Thank you for a high quality response. Honestly. It's refreshing to hear someone who, although disagrees, does so with some effort and thoughtfulness behind their disagreement.

I think, overall, we could probably debate the issues around the tests themselves, how they're implemented, whether I've overextended myself in my example and so on.

You have some great points about how these tests could be properly structured, based on your experience, which I'm inclined to agree with.

I feel that there's a fundamental layer of this whole thing that we don't often talk about, though. The developers who discuss this topic often jump to the "We should or should not have these tests and here's X reasons for why I believe this" and that's fine.

But these kinds of tests were not standard even a few years ago. They're not even standard across the world. To me, that seems to indicate that there's something else going on.
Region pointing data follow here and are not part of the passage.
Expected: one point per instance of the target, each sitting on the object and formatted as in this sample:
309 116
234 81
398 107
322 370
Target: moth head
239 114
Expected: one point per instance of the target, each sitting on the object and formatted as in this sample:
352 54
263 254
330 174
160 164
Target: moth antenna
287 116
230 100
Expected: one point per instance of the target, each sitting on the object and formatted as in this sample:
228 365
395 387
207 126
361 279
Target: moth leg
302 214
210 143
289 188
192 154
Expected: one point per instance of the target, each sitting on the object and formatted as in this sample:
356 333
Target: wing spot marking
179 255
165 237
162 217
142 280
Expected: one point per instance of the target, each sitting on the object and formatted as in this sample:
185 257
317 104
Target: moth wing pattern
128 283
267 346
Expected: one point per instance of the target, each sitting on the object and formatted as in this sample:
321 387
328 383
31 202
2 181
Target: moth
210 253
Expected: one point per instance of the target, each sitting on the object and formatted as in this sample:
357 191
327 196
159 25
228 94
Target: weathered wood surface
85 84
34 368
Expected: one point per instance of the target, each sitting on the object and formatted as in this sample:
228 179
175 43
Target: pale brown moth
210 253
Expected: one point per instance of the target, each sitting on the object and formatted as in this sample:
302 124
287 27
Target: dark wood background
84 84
Why have these kinds of tests been introduced and why are they becoming normalized? Instead of asking the how, ask the why.
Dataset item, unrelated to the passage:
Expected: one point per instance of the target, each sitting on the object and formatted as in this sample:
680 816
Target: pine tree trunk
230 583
What points/factors led to that first company sitting down and talking about how they can't hire good developers and they end up deciding that a coding challenge (insert your nature of that challenge here) was the way to solve that?

What kind of expectations were broken and by whom? Do developers consistently under perform and lie about their experiences? Do companies consistently set their expectations too high?

It just feels like we're focused on arguing about the tests themselves but we're not focusing very much on the reason they came to be this way in the first place. These tests feel like an answer to a serious problem and I don't know that we're articulating that problem enough to tackle it properly.

Does that, at least, feel somewhat properly directed? Is that something we can agree on?